Dedicated and Highly motivated AR Caller with hands-on experience in managing healthcare claims and resolving denials. Skilled in Denial management , Claims status verification and insurance follow-up and working with insurance companies, ensuring accurate processing, and maintaining high-quality standards
Verified patient benefits by contacting multiple insurance companies to confirm coverage for CIMZIA (Drug Code - J0717), ensuring timely access to medication.
Gathered crucial policy details, including annual deductible, copay, and coinsurance information, to assist healthcare providers in making informed decisions before prescribing the drug.
Athena - Non-Voice Process
Accessed and reviewed insurance company portals to check claim status, payment information, and denial details.
Retrieved and uploaded EOBs (Explanation of Benefits) using payment batches for the posting team to facilitate accurate payment posting.

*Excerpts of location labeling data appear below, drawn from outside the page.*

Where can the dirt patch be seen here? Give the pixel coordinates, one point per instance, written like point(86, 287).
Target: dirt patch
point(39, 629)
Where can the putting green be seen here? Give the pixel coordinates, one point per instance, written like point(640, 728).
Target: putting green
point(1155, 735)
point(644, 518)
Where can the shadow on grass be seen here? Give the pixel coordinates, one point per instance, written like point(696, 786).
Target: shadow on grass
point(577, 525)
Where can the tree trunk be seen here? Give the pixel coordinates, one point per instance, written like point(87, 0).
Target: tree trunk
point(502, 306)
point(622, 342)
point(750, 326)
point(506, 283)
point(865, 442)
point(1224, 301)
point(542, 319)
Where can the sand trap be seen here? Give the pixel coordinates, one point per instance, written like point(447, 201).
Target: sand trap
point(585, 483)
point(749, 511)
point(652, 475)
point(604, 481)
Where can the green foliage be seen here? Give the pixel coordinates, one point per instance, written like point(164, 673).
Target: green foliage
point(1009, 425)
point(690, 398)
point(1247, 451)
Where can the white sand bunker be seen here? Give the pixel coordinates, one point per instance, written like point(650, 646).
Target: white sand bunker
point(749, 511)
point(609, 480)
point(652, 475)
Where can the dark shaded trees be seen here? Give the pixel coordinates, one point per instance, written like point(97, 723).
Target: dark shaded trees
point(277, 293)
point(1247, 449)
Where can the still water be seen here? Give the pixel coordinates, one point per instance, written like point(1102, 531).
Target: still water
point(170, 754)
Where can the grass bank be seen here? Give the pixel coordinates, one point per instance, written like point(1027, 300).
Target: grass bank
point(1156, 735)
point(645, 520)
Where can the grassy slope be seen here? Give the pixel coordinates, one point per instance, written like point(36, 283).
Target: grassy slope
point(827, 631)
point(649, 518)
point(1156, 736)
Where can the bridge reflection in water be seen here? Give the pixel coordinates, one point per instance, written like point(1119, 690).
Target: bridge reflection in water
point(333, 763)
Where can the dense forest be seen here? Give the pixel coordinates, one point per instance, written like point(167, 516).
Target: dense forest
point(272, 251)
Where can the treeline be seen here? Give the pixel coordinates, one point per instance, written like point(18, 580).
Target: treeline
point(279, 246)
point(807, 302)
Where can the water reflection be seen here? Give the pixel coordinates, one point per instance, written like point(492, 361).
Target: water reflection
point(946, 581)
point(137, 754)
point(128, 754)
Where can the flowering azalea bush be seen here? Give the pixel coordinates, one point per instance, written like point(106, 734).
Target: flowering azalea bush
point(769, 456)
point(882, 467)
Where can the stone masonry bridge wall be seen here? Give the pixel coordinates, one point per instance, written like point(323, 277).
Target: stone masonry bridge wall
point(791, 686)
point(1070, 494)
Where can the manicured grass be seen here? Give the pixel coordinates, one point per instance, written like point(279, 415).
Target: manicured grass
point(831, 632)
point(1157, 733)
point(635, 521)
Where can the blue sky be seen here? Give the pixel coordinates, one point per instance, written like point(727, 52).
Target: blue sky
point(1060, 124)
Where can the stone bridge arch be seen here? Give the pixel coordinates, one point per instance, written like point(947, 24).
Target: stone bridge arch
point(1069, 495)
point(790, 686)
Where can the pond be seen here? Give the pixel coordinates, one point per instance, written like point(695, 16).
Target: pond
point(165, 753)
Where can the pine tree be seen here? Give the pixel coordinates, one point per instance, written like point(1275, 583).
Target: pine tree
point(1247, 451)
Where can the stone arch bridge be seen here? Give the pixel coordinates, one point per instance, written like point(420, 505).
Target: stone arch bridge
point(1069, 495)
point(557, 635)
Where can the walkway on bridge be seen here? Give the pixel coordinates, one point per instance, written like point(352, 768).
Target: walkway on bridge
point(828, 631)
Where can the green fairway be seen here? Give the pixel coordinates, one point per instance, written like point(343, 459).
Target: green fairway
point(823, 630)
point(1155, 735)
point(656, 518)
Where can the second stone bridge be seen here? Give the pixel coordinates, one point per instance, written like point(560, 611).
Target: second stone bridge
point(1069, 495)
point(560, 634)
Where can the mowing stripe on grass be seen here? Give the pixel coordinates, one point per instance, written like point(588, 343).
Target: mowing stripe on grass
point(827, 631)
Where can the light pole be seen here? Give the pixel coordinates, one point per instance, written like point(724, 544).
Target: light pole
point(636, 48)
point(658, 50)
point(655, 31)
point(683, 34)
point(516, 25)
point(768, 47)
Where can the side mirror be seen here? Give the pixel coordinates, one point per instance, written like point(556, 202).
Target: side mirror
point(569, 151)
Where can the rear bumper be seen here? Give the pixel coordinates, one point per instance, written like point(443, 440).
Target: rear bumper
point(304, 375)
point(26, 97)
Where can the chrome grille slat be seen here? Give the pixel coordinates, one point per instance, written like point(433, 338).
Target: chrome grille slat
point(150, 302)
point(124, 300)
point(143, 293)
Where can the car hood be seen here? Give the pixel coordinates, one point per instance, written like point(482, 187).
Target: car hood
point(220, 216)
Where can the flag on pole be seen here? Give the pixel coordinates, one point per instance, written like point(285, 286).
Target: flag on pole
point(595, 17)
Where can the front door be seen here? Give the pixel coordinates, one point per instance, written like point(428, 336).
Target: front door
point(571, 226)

Monitored and followed up on appeal statuses and verified patient eligibility information to resolve claims before escalation to calling teams.
Athena - Voice Process
Contacted insurance companies to confirm the status of claims—whether paid, denied, or requiring additional documentation to process.
Requested EOBs over the phone for paid claims and initiated follow-up actions for denied claims .
Focused on identifying and resolving claims denials, gathering key information to address reasons for denial, and finding solutions to overturn them.
Demonstrated a strong commitment to quality by maintaining strict adherence to established quality standards on each and every claim handled.
Regularly Connected with the QA team to review performance and align with client requirements, ensuring seamless integration of updates into daily workflows.
Documented all interactions and details gathered during calls, ensuring comprehensive and accurate records for follow-up actions by the next team member.